Por miedo a cuanto podía ofrecerme me alejé de su mundo huyendo cual presa huye de su predador, me alejé de su vida, de su presencia, hasta de su silencio.
Supe entonces que era todo lo contrario lo que quería conseguir, quería que me siguiera, que corriera tras de mi, sin embargo se esfumó, se perdió entre recuerdos y verdades a medias, me dejó sola, tan sola que hasta el aire parecía haber abandonado mis pulmones y sentada me quedé esperando una y otra noche para volver a sentir cuanto podía darme, me quedé hundida, sola, llorando, con el futuro hecho añicos, el pasado emborronado y el presente inundado de dolor.

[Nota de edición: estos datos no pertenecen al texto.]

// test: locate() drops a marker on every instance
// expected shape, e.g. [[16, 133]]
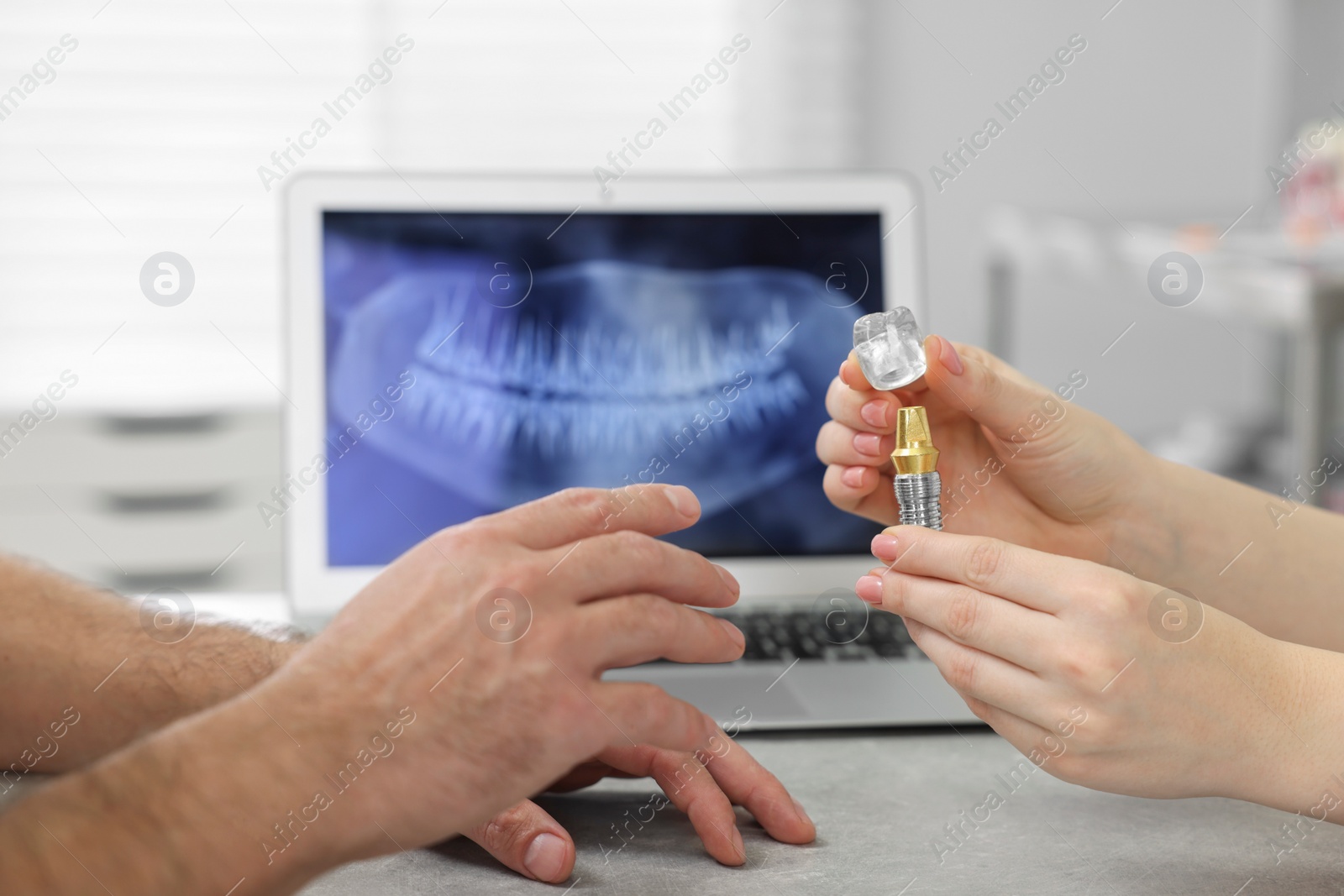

Y entonces amaneció, un día sin luz ni sol, amaneció el último día de mi esperanza que perdida entre recuerdos se alejó de mi lado para no regresar.
Aunque no lo sepas, nunca quise dejarte ir...jamás quise que te marcharas.
Quizás debí gritarlo cuando tuve oportunidad, quizás debí haber tratado de evitarlo con lo poco que me quedaba de fuerza...
Y ahora me pregunto si lo que pudo y no fue es el causante de este agujero que tengo en el pecho, si es eso lo que me impide dormir cada noche. Quizás sea más sencillo que todo eso y solo sea el remordimiento lo que me está matando por dentro, quizás si hubiera sido mejor te habrías quedado, habrías vuelto.
Pero si he de ser totalmente sincera, jamás llegué a comprender el por qué, no logro entenderlo...¿qué sucedió?
Estábamos abrazados, mi espalda contra tu pecho, mi respiración por tus latidos y mis latidos por tu respiración.
Estábamos unidos, con los dedos entrelazados y tu aliento en mi cuello y se perdió.